On May 30, gathered at Tea with the Grandmothers during the “Abdias Nascimento, the Art of a Warrior” exhibition, held at the Maré Arts Center until June 15, the grandmothers Tereza (52), Durvalina (88), Eva Iara (59) and Maria Augusta/Aidê (95) shared their experiences.

Dona Durvalina, who features in The Griots of Maré, tells us that she was born in the neighboring state of Minas Gerais and has a large extended family in Maré: “I have five children, 16 grandchildren, 32 great-grandchildren, and six great-great-grandchildren. If I have a birthday party, just my family will be enough to fill the party,” she says, laughing. From the group of grandmothers, Dona Durvalina says she already knew Aidê: Maré “was a community where everyone talked. This is no longer possible today, but I know all my old ones.”

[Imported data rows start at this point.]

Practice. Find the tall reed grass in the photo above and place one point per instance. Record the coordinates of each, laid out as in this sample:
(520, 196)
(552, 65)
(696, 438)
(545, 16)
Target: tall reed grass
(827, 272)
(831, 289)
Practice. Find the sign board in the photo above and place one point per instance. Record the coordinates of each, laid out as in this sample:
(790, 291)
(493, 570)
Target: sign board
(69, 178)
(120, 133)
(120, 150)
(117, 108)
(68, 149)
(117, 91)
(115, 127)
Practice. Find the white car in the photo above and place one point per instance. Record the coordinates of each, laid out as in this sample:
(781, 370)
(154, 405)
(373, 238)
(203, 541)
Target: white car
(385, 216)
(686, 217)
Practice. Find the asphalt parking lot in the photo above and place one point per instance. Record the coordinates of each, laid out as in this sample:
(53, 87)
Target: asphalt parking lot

Maria Augusta, known by all as Aidê, is also a native of Minas Gerais state but arrived in Maré when she was 12-years old after the removal of her family from the Morro do Querosene favela. She remembers a fire that took over her house many years ago: “My dear, the house caught fire. It was really sad. I was sleeping when I heard a tchiii-tchiii sound. Then they knocked on the door: ‘Aidê! Aidê! The house is on fire!’ Girl, when I saw that, I went crazy. But thank God, it was all repaired and everything is back in its place,” recalls Dona Aidê, who started going to the Grandmas’ Tea at the invitation of her daughters. “I wouldn’t leave the house. I would only leave to go to the doctor’s and to my daughters’ house. They told me to come and I liked it.”

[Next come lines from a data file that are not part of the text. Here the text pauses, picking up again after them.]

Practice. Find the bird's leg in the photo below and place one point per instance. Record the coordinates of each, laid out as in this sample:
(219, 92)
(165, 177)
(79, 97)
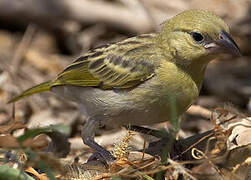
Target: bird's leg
(88, 134)
(148, 131)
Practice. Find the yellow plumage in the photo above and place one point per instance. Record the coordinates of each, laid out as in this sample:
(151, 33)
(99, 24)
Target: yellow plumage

Eva Iara, who migrated to Maré from São João de Meriti, on the outskirts of Rio proper, shares that she has a twin brother named Adão. That morning was her first Tea with the Grandmothers: “Today is my first time and I enjoyed it. Every time she [Onã] would come by, she would invite me, but I was too shy. Then she said, ‘Leave this shyness and come.’ I liked it, I’ll come more often from now on.”

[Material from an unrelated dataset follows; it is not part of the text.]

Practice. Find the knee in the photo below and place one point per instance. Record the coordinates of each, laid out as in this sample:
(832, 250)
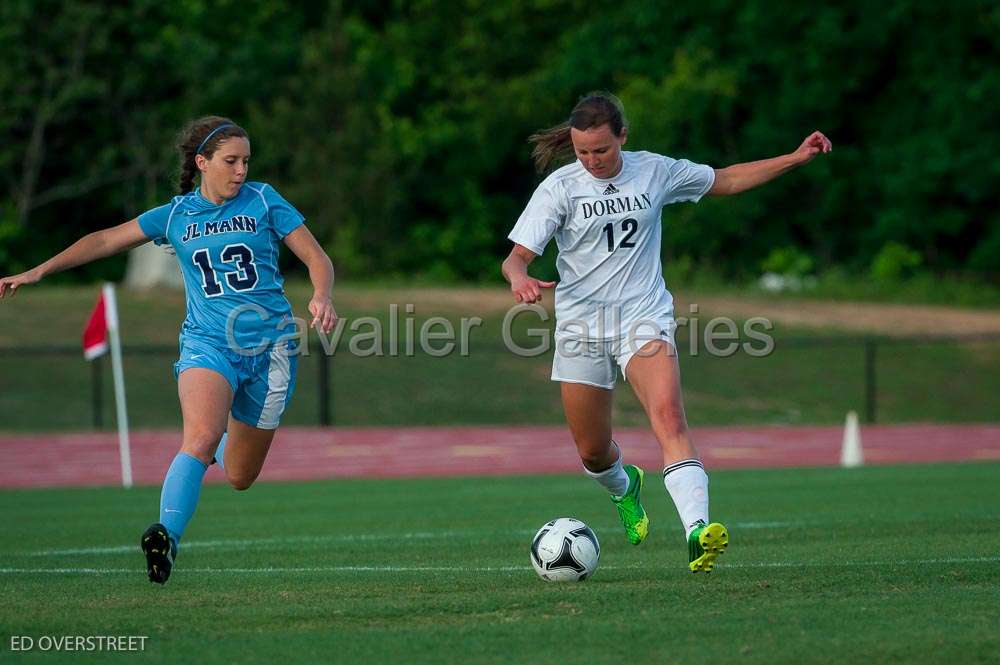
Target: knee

Onã, who is also a grandmother, states that “there is a history of Maré that only they know.” The meetings also carry out joint actions with the Lima Barreto Popular Library at Redes da Maré, and the Muda Maré environmental education project, including visits to the nearby Piscinão de Ramos pool and workshops: “We need to know Maré better. Those who live in Piscinão say that that they do not live in Maré. This group intends to reduce that distance.”

Besides the group of Nova Holanda residents, Tea with the Grandmothers has another nucleus in Vila do Pinheiro, also in Maré. All in all, there are 12 long-term female residents participating in the meetings: “It is not yet a project. We do not have funding, in fact, but we cannot stop the meetings,” says Onã.


The next step is to collect stories about Maré’s healers, or rezadeiras. “Tea with the Grandmothers is an embryo of this. We will create a project about the healers starting from their stories, and another about the folia de reis festivities in Maré from their stories,” says Onã. With their still unknown stories, the healers mark the narratives of several of Rio’s favelas. They are stories that come from the city’s South Zone favelas as well, from old-timers like Nega Vilma in Santa Marta, Dona Binha in Pavão-Pavãozinho and Cantagalo, Dona Alzira in Vidigal, and Dona Orosina Vieira in Morro do Timbau (Maré).

In the context of ongoing persecution of Afro-Brazilian religions and practices within and outside favelas, it is even more urgent to record these narratives and bring visibility to its leading characters. Dona Durvalina was a rezadeira until she was 70: “I started when I was seven and I stopped at 70. I thought the time had come. God gave everything a deadline, one for when to be born, to walk, to grow, and that was my deadline. Everything has its time.”

Miriane Peregrino is a researcher, community journalist, and teacher with a Master’s Degree in literature from the State University of Rio de Janeiro (UERJ). In 2013, she created the Literatura Comunica! (“Literature Speaks!”) literacy project, which is active in schools, community libraries, and cultural centers. Born in the interior of Rio state, she has worked in Maré since 2013.